In der gegenständlichen E befasst sich der OGH mit der Rechtsfrage, welche Auswirkung es auf den Anspruch von Versicherten nach § 273 ASVG auf die Berufsunfähigkeitspension hat, wenn die gesundheitliche Eignung bzw die Voraussetzungen für die Eintragung in das Gesundheitsberuferegister nicht vorliegen.

§ 27 GuKG regelt die Berufsberechtigung zur Ausübung des gehobenen Dienstes für Gesundheits- und Krankenpflege. Nur solche Personen sind dazu berechtigt, die ua die für die Erfüllung der Berufspflichten erforderliche Eignung und Vertrauenswürdigkeit besitzen (§ 27 Abs 2 Z 2 GuKG) und in das Gesundheitsberufsregister gem GBRG eingetragen sind. Im Berufsfeld der berufsschutzerhaltenden Teiltätigkeiten gibt es somit keine Tätigkeit, die man in Österreich ausüben darf, wenn man nicht in das Gesundheitsberufsregister eingetragen ist (§ 27 Abs 1 Z 5 GuKG). Da es der Kl auf Grund ihres Gesundheitszustandes nicht möglich ist, sich in das Gesundheitsberufsregister eintragen zu lassen, gibt es gem § 15 GBRG iVm § 27 GuKG für sie auch keine Möglichkeit, im gehobenen Gesundheitsbereich eine Tätigkeit auszuüben. Die Bekl argumentiert in der Revision damit, dass der Umstand der Nichterlangung einer Registrierung im Gesundheitsberufsregister (mangels gesundheitlicher Eignung) zu den persönlichen Umstanden zu zählen sei, die für die Frage der Berufsunfähigkeit nicht maßgeblich ist.

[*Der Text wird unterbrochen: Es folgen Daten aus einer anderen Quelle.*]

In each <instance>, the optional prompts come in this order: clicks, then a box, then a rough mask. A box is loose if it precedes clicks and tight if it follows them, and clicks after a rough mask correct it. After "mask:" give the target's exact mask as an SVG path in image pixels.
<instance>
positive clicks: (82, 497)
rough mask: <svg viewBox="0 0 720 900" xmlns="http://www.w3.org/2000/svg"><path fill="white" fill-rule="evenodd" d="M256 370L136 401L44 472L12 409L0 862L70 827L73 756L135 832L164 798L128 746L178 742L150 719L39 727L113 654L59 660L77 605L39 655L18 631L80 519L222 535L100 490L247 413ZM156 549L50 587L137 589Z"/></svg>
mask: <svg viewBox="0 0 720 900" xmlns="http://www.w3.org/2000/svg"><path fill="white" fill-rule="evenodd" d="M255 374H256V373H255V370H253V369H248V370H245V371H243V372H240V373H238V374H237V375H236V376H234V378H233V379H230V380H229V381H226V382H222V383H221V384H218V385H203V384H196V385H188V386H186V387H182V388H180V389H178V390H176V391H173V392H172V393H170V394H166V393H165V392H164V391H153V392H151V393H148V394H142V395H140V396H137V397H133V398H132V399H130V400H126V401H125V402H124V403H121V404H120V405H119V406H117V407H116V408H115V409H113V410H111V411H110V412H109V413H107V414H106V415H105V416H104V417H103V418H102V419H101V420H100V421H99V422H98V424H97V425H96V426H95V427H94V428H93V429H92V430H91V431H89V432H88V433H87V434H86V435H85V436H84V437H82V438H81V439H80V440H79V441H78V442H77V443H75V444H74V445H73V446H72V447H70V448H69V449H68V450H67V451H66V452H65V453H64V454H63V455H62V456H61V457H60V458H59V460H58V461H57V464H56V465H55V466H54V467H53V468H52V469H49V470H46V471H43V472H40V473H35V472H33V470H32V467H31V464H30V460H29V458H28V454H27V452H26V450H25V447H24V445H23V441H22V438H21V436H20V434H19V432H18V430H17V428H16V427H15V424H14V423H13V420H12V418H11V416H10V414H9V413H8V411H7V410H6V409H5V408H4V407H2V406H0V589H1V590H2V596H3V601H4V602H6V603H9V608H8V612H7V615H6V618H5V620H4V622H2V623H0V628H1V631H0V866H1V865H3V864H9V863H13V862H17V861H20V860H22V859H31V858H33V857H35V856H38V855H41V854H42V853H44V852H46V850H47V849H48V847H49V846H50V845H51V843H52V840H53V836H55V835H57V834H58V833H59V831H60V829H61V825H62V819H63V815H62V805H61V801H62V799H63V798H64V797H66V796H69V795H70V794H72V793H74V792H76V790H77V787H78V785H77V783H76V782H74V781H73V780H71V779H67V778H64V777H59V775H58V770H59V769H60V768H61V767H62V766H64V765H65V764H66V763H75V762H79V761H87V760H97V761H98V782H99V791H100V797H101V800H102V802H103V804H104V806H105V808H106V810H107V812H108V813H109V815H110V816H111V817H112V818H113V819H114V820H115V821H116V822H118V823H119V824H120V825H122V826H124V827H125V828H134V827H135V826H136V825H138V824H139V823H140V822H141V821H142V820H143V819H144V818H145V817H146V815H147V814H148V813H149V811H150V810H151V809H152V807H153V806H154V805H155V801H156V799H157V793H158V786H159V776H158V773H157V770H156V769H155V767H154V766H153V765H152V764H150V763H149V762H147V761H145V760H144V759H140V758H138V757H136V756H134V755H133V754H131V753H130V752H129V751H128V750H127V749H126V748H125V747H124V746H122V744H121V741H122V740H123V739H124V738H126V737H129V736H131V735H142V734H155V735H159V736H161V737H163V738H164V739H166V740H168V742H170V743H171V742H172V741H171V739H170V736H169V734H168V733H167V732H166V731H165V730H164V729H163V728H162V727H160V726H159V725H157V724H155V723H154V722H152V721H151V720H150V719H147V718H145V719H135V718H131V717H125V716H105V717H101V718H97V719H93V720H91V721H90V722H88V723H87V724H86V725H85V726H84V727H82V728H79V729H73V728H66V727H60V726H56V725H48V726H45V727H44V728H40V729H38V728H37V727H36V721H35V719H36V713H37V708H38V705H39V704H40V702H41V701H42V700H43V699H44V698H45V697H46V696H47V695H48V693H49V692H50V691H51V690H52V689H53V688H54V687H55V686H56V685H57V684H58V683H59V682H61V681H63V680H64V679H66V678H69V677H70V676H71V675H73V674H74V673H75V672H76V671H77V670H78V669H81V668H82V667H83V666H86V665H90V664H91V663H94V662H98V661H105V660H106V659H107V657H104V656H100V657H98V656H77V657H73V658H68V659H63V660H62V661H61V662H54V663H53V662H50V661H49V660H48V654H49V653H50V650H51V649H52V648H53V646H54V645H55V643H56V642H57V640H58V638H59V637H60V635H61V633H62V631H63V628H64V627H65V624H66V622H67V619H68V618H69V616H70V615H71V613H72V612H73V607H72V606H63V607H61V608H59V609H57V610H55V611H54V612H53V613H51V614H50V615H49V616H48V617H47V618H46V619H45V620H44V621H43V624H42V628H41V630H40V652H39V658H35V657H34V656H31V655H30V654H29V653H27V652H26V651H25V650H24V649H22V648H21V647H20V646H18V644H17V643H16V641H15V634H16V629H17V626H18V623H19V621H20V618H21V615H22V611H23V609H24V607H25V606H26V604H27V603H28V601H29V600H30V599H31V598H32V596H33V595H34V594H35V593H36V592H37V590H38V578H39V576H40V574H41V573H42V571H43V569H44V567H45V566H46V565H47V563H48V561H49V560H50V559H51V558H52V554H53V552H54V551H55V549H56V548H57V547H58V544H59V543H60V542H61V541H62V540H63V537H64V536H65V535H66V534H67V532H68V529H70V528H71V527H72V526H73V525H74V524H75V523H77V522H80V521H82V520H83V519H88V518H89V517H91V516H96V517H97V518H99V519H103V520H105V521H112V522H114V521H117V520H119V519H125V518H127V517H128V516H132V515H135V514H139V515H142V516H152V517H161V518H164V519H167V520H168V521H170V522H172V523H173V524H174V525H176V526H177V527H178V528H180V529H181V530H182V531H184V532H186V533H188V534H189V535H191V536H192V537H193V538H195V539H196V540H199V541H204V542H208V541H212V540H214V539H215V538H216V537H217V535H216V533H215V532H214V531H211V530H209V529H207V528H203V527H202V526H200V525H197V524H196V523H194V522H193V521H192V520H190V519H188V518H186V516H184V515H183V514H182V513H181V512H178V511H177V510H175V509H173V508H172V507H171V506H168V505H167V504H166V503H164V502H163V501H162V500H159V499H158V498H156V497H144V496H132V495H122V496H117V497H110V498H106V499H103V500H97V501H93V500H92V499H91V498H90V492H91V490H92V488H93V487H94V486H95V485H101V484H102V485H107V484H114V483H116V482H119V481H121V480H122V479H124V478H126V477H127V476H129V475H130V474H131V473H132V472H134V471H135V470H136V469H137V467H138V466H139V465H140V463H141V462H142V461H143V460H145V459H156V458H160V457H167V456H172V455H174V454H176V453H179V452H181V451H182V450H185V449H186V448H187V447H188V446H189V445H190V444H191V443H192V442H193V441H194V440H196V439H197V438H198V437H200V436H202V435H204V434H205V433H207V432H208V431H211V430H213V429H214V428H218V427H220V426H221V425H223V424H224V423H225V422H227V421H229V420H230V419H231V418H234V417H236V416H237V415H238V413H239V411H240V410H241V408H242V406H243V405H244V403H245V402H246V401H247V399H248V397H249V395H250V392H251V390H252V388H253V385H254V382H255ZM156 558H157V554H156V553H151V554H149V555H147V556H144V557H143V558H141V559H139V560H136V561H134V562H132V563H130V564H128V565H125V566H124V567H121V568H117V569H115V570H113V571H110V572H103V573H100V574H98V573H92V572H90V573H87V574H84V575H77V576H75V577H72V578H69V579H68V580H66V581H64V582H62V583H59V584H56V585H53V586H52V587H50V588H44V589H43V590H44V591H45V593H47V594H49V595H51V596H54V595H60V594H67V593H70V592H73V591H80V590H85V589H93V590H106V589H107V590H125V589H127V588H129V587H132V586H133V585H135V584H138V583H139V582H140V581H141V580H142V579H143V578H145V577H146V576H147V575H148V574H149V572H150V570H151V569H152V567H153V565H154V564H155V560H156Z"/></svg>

Der OGH hält dagegen fest, dass die Bekl damit nicht im Recht ist. Nach Ansicht des OGH sind die gesundheitliche Eignung und die daran angeknüpfte Eintragung in das Gesundheitsberufsregister nicht als persönliche Umstände anzusehen, sondern sie hängen eng mit dem Gesundheitszustand der Kl zusammen und sind damit schon bei der Prüfung der geminderten Arbeitsfähigkeit zu berücksichtigen. Es darf keine Tätigkeit als DGKP nach dem GuKG ausgeübt werden, wenn die gesundheitliche Eignung nicht für alle Tätigkeiten nach dem GuKG gegeben ist. Weder das GBRG noch das GuKG sehen eine Teil302eintragung oder eine teilweise Berufsberechtigung vor. „Wer nicht gesund genug für alle Tätigkeiten des GuKG ist (vgl § 13 GuKG), darf demnach auch keine Teilbereiche dieser Tätigkeiten ausüben.“ Der OGH hält weiters fest, dass es im gesetzlichen Handlungsspielraum liegt, für bestimmte Berufe spezielle Voraussetzungen zu verlangen, die aus Sicht der Berufsunfähigkeit nach § 273 ASVG nicht notwendig wären. So würde es der OGH für systemwidrig erachten, Berufsfähigkeit anzunehmen, wenn die Kl mangels Eintragung in das Gesundheitsberufsregister keine möglichen Verweisungsberufe legal ausüben könnte.